Special Considerations

• The role of aspirin in primary prevention remains unproven, and the decision to add aspirin in hypertensive patients should be taken in accordance with the total cardiovascular risk 1.
• A recent meta-analysis of six RCTs found no statistically significant reduction in the risk of major cardiovascular events or all-cause mortality when aspirin was compared with placebo or no aspirin in people with diabetes and no pre-existing CVD 1.
• Aspirin significantly reduced the risk of myocardial infarction in men, but not in women, and evidence relating to harm was inconsistent 1.

Recommendation

Based on the most recent and highest quality study, low-dose aspirin (75-100 mg daily) is recommended for patients with established cardiovascular disease or those at high risk, due to its proven effectiveness in reducing the risk of cardiovascular events 1.

From the Research

Aspirin as an Anti-Platelet Medication

• Aspirin is the most commonly prescribed antiplatelet agent, with a strong evidence base for its efficacy in secondary prevention of ischemic events in patients with established cardiovascular disease 2.
• However, its role in primary prevention has been subject to controversy over the past decades, with historical trials showing only modest benefit in terms of reduction of ischemic events, mostly myocardial infarction and to a lesser extent stroke, and only at the expense of an increased risk of bleeding 2, 3.
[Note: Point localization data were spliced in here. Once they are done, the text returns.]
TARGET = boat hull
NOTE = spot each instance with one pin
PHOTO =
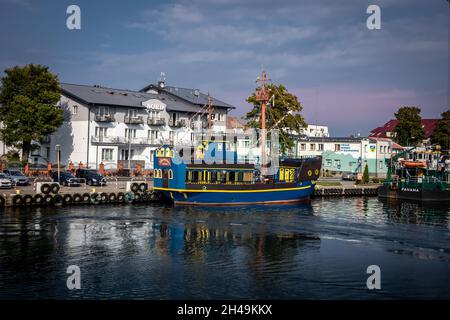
(237, 197)
(412, 193)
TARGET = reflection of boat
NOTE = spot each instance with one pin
(414, 164)
(209, 174)
(231, 184)
(423, 176)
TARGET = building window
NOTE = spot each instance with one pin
(103, 111)
(107, 154)
(152, 135)
(101, 132)
(132, 113)
(130, 133)
(125, 155)
(156, 115)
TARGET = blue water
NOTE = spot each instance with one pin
(317, 251)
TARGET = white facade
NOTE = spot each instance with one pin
(315, 131)
(96, 134)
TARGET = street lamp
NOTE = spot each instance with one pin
(58, 155)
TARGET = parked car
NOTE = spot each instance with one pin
(349, 176)
(91, 177)
(5, 182)
(17, 177)
(66, 179)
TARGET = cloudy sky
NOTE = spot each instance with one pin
(346, 76)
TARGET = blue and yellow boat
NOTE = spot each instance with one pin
(212, 175)
(203, 181)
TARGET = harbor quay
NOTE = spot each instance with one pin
(128, 191)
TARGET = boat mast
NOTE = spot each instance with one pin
(263, 96)
(209, 112)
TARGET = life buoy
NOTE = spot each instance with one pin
(95, 198)
(17, 200)
(103, 197)
(143, 187)
(112, 197)
(129, 197)
(28, 199)
(38, 199)
(58, 199)
(135, 187)
(45, 188)
(68, 199)
(48, 199)
(77, 198)
(55, 188)
(86, 197)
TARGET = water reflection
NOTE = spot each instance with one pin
(299, 251)
(416, 212)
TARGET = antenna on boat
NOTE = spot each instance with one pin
(262, 95)
(210, 109)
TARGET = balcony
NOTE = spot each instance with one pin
(178, 123)
(104, 118)
(45, 140)
(133, 120)
(156, 122)
(117, 141)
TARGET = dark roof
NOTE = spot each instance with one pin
(96, 95)
(191, 95)
(234, 123)
(332, 139)
(428, 124)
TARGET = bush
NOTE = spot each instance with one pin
(366, 174)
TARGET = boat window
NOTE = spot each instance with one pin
(195, 176)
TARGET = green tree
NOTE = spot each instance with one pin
(366, 174)
(441, 133)
(409, 129)
(28, 110)
(282, 114)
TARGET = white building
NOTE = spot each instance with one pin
(122, 127)
(315, 131)
(349, 154)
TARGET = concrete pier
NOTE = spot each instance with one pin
(347, 190)
(115, 191)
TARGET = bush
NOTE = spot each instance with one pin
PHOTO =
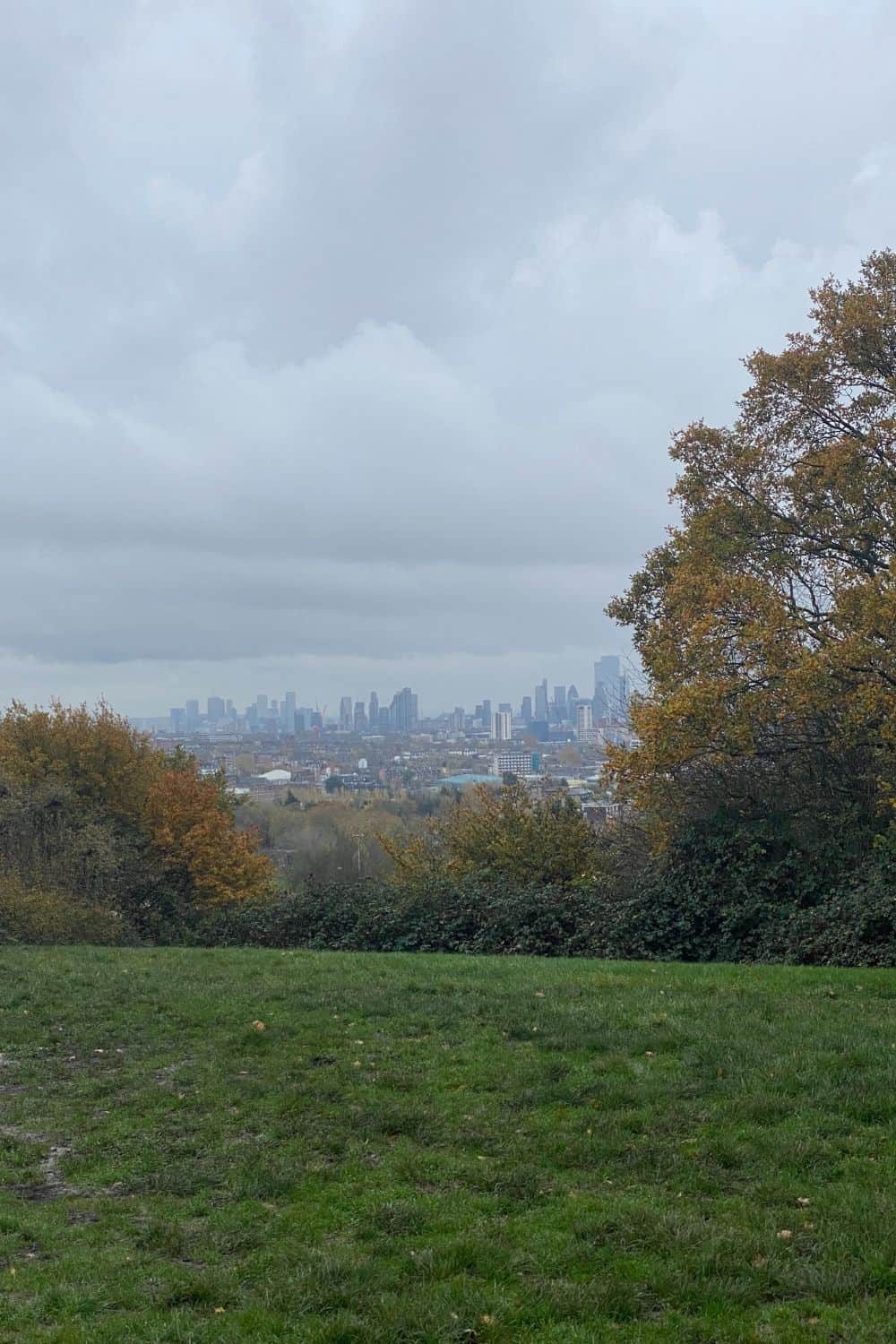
(716, 898)
(42, 916)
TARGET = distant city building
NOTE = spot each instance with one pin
(503, 730)
(288, 711)
(403, 710)
(610, 687)
(516, 762)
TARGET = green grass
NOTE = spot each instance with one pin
(433, 1148)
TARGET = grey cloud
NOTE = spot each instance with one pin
(358, 331)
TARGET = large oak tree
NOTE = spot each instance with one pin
(766, 623)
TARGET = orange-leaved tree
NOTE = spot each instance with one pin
(500, 833)
(767, 621)
(112, 774)
(191, 824)
(96, 753)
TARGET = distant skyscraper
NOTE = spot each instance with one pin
(288, 712)
(608, 685)
(403, 710)
(541, 702)
(503, 730)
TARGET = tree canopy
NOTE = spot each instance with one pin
(766, 621)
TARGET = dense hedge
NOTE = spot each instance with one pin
(718, 894)
(661, 919)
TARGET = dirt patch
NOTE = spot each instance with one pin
(53, 1185)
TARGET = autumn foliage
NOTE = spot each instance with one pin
(767, 621)
(500, 835)
(91, 811)
(193, 827)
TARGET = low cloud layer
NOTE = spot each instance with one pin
(341, 343)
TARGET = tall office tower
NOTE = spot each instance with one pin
(503, 730)
(403, 710)
(288, 711)
(607, 691)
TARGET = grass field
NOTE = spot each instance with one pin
(447, 1150)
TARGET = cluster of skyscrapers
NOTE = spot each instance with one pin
(541, 715)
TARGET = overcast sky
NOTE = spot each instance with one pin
(341, 341)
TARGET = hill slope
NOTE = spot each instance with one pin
(435, 1148)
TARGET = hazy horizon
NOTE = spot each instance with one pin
(341, 343)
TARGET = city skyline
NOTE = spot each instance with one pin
(607, 693)
(245, 435)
Efficacy of Aspirin in Primary Prevention

• Recent results from three trials of primary prevention have shown either no benefit or modest benefit on combined ischemic end points, without any impact on hard cardiovascular events such as myocardial infarction or stroke, accompanied by an increased risk of bleeding 2.
• Aspirin reduces the risk for myocardial infarction in men and strokes in women, but does not seem to affect cardiovascular disease mortality or all-cause mortality in either men or women 4.
• The use of aspirin for primary prevention increases the risk for major bleeding events, primarily gastrointestinal bleeding events, in both men and women 4.
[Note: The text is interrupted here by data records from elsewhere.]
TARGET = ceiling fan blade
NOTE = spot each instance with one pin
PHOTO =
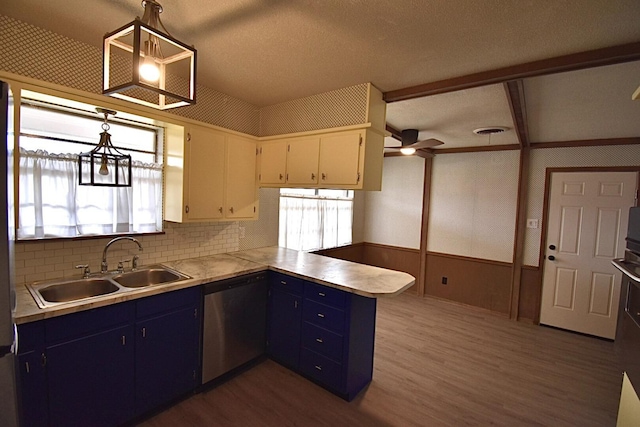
(426, 143)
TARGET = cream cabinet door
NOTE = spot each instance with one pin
(241, 191)
(205, 154)
(340, 159)
(273, 163)
(302, 161)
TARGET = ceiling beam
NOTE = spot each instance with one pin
(515, 96)
(477, 149)
(395, 133)
(575, 61)
(587, 143)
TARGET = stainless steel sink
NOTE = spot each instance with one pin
(148, 277)
(72, 290)
(52, 293)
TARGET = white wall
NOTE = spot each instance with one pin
(393, 216)
(473, 204)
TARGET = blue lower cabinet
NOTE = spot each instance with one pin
(90, 379)
(105, 366)
(166, 358)
(323, 333)
(32, 378)
(321, 368)
(285, 323)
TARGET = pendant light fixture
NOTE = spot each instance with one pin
(148, 66)
(105, 166)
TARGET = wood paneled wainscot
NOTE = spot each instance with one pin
(210, 176)
(348, 159)
(478, 282)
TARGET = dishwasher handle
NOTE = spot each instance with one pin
(222, 285)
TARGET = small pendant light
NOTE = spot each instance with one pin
(105, 166)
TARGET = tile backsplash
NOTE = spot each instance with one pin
(43, 260)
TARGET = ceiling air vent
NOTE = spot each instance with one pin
(490, 130)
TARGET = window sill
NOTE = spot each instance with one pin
(92, 237)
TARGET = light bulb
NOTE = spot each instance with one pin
(149, 70)
(103, 166)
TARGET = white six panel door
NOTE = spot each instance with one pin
(588, 216)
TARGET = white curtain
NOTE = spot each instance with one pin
(52, 204)
(314, 223)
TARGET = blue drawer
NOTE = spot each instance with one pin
(326, 295)
(30, 336)
(89, 321)
(323, 315)
(169, 301)
(285, 283)
(322, 341)
(321, 368)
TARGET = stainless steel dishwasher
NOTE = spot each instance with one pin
(235, 323)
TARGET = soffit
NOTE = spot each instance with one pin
(269, 51)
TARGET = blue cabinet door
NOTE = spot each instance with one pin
(32, 389)
(166, 357)
(285, 324)
(91, 379)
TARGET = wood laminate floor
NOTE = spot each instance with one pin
(436, 364)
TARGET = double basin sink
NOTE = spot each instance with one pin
(52, 293)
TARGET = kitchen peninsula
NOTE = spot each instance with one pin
(143, 346)
(360, 279)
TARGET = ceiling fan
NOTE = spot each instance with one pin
(410, 143)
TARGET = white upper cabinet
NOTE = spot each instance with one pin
(209, 176)
(350, 159)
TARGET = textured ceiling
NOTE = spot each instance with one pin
(269, 51)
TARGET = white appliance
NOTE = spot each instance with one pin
(8, 334)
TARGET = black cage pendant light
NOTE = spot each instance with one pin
(145, 65)
(105, 166)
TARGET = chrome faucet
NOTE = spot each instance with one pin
(104, 268)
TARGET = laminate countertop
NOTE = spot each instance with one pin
(365, 280)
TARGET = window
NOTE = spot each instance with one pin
(52, 204)
(315, 219)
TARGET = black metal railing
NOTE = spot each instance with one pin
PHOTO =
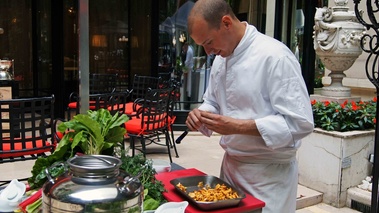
(370, 45)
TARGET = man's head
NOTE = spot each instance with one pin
(212, 24)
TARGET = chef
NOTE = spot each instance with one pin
(257, 100)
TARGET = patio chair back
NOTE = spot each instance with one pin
(27, 127)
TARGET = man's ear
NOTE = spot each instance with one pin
(226, 21)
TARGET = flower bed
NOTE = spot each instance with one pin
(348, 116)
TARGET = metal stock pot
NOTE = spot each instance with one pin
(92, 183)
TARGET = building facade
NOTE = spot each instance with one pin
(56, 44)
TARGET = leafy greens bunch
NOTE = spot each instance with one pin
(153, 188)
(96, 132)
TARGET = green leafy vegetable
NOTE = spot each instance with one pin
(96, 132)
(153, 188)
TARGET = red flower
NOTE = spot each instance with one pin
(354, 105)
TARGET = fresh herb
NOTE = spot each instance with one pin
(93, 132)
(97, 132)
(153, 188)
Current Recommendations and Future Directions

• The current recommendations on the use of aspirin for primary prevention have been downgraded due to the neutral net benefit or even harm associated with its use in patients with no overt cardiovascular disease 2.
• A new, platelet-guided approach to the study of prophylactic aspirin therapy has been proposed, which involves quantifying platelet activity to identify individuals at elevated cardiovascular risk due to a hyperreactive platelet phenotype 5.
• This approach may reveal a population with hyperreactive platelets who will benefit most from primary cardiovascular disease prevention with aspirin, and usher in a new era of precision-guided antiplatelet therapy 5.